Sneha Sree, this unfortunate 15-year old, was externally bubbly, fun loving, well liked, and academically near the top of her class. She went to the same school that my son goes for years. We love the school for the individual attention and love that the teachers bestow on the kids. The hurt and grief of the teachers at what happened was as deep as that of the parents.

She apparently planned this closure for months, confiding in only one friend, who was also supposed to end his life along with her. On the eventful day, the two teenagers rode an auto at dusk to an under-construction building, comfortably climbed up to the terrace without being stopped by any watchman, and she took the leap first. The boy thankfully backed out at the last moment.

The reason for Sneha Sree's end is not falling in or out of love, monetary or other family difficulties, lack of well-wishers, lack of recognition, illness, failure, etc. It seems to be something deeper.

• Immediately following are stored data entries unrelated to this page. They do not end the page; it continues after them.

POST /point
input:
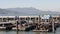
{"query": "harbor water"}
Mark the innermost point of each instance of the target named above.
(30, 32)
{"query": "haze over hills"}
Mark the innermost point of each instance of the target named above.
(26, 11)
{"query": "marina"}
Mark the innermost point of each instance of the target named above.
(30, 23)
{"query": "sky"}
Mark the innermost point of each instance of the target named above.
(46, 5)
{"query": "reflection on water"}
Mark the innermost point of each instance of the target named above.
(22, 32)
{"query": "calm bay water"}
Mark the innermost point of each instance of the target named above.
(22, 32)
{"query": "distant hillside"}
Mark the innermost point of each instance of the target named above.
(26, 11)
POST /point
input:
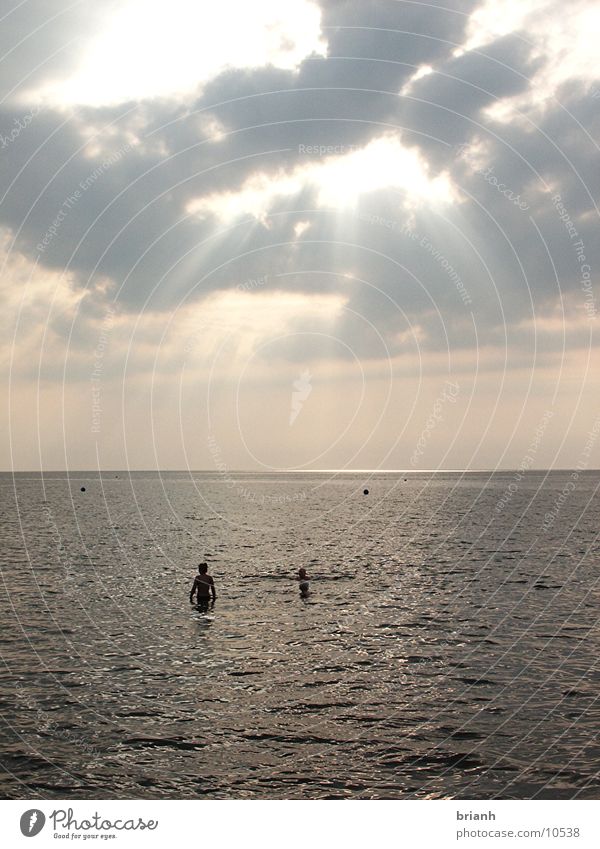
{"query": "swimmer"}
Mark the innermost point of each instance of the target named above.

For the 10-19 year old segment, South India has been described as the suicide capital of the world. Kerala is the state with the highest suicide rate in India and Pondichery tops the list of union territories. The other south Indian states, Tamilnadu, AP, Karnaka are not far behind. (AP now ranks second in India.) All states are above Indian average, and significantly above the world average. The rate of suicide among young women is about three times as it is in young men, in south India. Worldwide, the reverse is true; many more men commit suicide than women. 

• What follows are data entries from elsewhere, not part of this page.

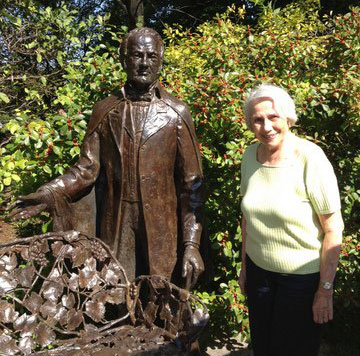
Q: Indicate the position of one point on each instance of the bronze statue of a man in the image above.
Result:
(141, 155)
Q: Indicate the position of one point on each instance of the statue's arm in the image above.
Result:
(190, 185)
(63, 189)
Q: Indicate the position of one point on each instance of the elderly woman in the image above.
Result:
(291, 228)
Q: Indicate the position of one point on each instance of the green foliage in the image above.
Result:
(212, 69)
(316, 61)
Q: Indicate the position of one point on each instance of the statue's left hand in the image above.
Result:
(193, 265)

Interestingly, south India also happens to be ahead of much of India in terms of literacy, knowledge industries, law and order, international exposure, gender equality, availability of quality education and healthcare. None of this "development" has a positive impact on suicide rates; my worry is if the correlation is actually negative.

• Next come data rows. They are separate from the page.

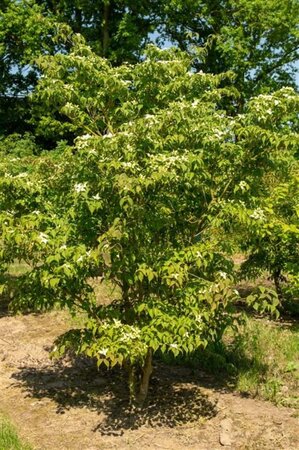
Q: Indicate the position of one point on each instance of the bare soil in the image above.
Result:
(70, 405)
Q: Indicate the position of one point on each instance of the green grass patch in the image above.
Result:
(9, 439)
(262, 360)
(266, 360)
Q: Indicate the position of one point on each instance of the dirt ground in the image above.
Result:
(72, 406)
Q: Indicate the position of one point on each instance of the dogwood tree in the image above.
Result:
(157, 177)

To me, the origin of suicides among youth from otherwise fortunate families seems to be a growing disconnect with people around them - with the family, with the community, with the society at large. A dissatisfaction, disinterest, boredom, a sense of pointlessness of the whole thing. The primary focus of upwardly mobile families, more often than not, seems to lie away from the children. Indirectly, most things we do are for our children, but my concern is about directly. Grown-ups and teenage children spend much less time together today than when I grew up - families are smaller, shared interests are fewer, distractions are many, and egos are so much more developed (on both sides). One sees a substantially wider disconnect between groups of youngsters and groups of 35-pluses in functions and gatherings today than we saw 20-30 years ago. There is much more loneliness today for teenagers (albeit under the anesthesia of cell phones, head phones, Internet , TV). Most teens that I know cannot relate to 75% of even the most youth-oriented newspaper - the politics, the strikes, the apparent priorities of elders just seem so unreal. The world is much more complex for a teenager to wade through today than it was a generation ago.

It will be a truism but a banality to say that the youth is our future, so I will instead say that, demographic dividend is India's primary passport to achieving great success. Nothing can be achieved if we, as families and as communities, do not learn to make our youngsters feel connected with us.

1 comment:

  1. i completely agree.i have heard Many of my teenaged patients talking about suicides when a problem surfaces.It seems to be an easy way out of a problem.